The Senate is currently in the thick of debates for the proposed P4.1 trillion national budget but for this particular measure, the veteran legislator said the Senate will be able to find a way to accommodate this because of its urgency and importance.

“There’s a lot of time. I don’t think there’s a reason to worry.”

“There’s a lot of time. I don’t think there’s a reason to worry because we have about seven to eight weeks before the end of the year. Maiapapsa natin yan whether it’s a bill or a resolution,” the seasoned lawmaker said.

But before the Senate can act on the measure, it will first have to wait for the House of Representatives to approve its own version of the bill.

The senator was supposed to sponsor Senate Joint Resolution No. 9 on the extension of the validity of the capital outlay (CO) and maintenance and other operating expenditures (MOOE) of the 2019 national budget, which he and Senator Imee Marcos filed jointly.

However, in light of a Supreme Court ruling on the case filed by the Ang Nars party list regarding the upward adjustment in the salary grade for entry level nurses, he explained that it was necessary to file a bill for the extension of the validity of the 2019 national budget in place of the resolution.
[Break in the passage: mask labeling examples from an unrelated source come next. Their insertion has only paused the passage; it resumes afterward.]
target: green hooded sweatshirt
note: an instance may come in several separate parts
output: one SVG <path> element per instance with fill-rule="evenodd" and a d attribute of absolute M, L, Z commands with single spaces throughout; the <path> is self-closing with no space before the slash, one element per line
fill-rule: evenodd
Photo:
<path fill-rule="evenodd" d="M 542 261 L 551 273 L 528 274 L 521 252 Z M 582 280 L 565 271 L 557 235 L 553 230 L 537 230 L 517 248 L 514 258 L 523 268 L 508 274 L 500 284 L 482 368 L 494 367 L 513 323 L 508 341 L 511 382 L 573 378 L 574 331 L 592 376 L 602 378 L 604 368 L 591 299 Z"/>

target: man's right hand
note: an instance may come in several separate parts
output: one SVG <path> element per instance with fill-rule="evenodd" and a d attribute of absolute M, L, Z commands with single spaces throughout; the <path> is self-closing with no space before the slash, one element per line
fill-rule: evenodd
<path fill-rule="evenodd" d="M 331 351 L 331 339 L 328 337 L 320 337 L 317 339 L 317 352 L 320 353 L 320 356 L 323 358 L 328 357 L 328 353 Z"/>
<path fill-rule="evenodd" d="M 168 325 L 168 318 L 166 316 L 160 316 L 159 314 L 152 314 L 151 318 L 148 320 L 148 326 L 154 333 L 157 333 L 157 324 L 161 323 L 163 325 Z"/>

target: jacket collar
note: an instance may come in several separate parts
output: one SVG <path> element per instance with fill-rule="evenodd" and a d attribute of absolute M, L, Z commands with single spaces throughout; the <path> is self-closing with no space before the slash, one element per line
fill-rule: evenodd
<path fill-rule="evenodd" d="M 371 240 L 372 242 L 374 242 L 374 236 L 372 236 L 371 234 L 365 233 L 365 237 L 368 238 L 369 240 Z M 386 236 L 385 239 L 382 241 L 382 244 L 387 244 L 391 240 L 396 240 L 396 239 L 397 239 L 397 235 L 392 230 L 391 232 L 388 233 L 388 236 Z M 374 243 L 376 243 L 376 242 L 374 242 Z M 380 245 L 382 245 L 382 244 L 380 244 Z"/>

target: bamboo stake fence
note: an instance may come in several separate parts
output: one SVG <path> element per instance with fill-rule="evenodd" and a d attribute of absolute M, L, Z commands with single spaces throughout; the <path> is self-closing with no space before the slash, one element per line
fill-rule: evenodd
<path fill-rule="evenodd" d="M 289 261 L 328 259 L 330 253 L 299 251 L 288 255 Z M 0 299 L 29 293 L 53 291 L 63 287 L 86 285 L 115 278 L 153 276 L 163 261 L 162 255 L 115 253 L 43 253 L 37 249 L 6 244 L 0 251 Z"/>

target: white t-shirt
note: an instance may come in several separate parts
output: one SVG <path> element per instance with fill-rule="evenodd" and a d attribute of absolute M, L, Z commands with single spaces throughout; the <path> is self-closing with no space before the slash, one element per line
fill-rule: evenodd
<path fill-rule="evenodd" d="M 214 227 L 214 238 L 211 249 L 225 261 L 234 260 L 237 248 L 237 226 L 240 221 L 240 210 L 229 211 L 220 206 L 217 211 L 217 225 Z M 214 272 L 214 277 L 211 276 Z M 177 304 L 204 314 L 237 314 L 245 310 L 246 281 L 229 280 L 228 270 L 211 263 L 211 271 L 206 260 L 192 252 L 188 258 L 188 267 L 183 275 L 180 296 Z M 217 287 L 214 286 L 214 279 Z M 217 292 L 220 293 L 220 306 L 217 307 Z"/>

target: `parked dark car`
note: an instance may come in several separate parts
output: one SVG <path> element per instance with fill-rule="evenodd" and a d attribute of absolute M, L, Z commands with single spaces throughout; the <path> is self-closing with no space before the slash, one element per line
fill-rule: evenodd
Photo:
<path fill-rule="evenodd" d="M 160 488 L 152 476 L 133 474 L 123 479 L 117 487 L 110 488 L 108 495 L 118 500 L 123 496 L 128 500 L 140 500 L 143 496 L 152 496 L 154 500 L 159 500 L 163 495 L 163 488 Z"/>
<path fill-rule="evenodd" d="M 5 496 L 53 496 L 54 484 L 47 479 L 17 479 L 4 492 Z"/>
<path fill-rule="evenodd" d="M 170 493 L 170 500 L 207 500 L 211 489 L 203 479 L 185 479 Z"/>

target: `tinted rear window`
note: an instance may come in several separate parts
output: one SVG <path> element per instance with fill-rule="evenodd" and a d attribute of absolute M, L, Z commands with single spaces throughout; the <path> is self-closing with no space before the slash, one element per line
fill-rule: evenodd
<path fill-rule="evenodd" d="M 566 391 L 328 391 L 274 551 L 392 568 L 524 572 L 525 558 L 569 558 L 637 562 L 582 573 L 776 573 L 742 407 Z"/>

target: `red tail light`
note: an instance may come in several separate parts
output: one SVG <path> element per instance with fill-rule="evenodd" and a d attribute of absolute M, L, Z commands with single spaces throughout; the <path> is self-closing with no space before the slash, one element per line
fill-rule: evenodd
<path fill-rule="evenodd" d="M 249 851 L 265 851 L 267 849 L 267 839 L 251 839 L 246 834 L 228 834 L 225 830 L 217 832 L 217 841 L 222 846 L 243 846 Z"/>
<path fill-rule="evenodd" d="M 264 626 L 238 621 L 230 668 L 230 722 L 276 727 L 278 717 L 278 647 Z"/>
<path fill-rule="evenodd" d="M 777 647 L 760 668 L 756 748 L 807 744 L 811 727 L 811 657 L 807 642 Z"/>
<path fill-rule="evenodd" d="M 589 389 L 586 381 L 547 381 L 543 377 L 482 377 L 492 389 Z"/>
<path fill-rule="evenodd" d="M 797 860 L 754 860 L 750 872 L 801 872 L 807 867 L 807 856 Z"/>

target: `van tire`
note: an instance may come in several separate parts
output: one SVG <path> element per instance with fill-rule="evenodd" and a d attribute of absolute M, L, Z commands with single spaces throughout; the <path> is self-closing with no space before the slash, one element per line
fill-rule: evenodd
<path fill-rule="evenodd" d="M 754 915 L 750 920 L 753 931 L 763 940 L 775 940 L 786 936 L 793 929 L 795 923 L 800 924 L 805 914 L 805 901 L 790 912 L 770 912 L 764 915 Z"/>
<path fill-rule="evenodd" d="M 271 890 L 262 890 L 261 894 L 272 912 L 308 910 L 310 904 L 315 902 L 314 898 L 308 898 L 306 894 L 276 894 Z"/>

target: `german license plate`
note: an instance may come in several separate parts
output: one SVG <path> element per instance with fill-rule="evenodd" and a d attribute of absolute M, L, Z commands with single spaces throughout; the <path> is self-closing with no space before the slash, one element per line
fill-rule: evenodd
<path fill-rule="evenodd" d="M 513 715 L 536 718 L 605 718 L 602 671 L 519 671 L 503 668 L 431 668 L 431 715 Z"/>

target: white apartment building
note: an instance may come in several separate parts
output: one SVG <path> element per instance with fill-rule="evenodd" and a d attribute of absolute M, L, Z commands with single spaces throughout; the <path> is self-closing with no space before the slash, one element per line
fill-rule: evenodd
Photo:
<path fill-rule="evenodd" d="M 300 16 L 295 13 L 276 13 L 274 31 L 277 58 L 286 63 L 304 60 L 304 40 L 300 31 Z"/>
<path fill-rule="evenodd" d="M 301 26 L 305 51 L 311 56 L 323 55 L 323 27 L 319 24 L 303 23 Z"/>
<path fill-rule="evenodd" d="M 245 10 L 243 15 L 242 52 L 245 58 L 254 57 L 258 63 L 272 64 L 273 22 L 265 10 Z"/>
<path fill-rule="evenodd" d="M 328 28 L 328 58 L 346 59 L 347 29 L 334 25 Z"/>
“The Supreme Court has a decision that a joint resolution cannot amend a law.” 

“That’s because the Supreme Court has a decision, na hindi pa nilalabas yung text, na a joint resolution cannot amend a law. So medyo taliwas yun sa dating practice ng kongreso na basta yung joint resolution dumaan ng three readings, pwede niya amyendahan yung batas, it has the force of law,” Angara said.

“Nagulat kami dito kasi nagpasa na ang House ng resolution, and I was ready to sponsor the (Senate) resolution but hindi na naituloy because ayaw natin ma-technical tayo on the basis of that decision,” he added.

In highlighting the importance of the bill, Angara warned that “precious funds might be spent and our people will experience even more delays in the infrastructure projects and social services promised to them.”

As of September 30, a little over P261 billion of the national budget could lapse and revert to the National Treasury if these are not utilized by the end of the year.

The Department of Education, for instance, would lose up to P16 billion of its funds, as it will be forced to return this to the National Treasury under the cash budgeting system.

This will mean that up to 2,933 classrooms would not be repaired or rehabilitated as scheduled; 593 schools will remain without electricity; up to 1,836,793 students will not benefit from the milk feeding activity; and 2,485,388 students may not receive the vouchers they need for tuition under the Government Assistance and Subsidies program.

For the Department of Health, it will mean that almost all of the 3,491 projects under the Health Facilities Enhancement Program will be delayed further.

“If our measure is not approved, that means the DOH would have to wait for 2021 (at the earliest) before they can expect some movement on the same projects originally intended for 2019. For many sick Filipinos, that waiting time is much too long and could even prove to be fatal,” he concluded.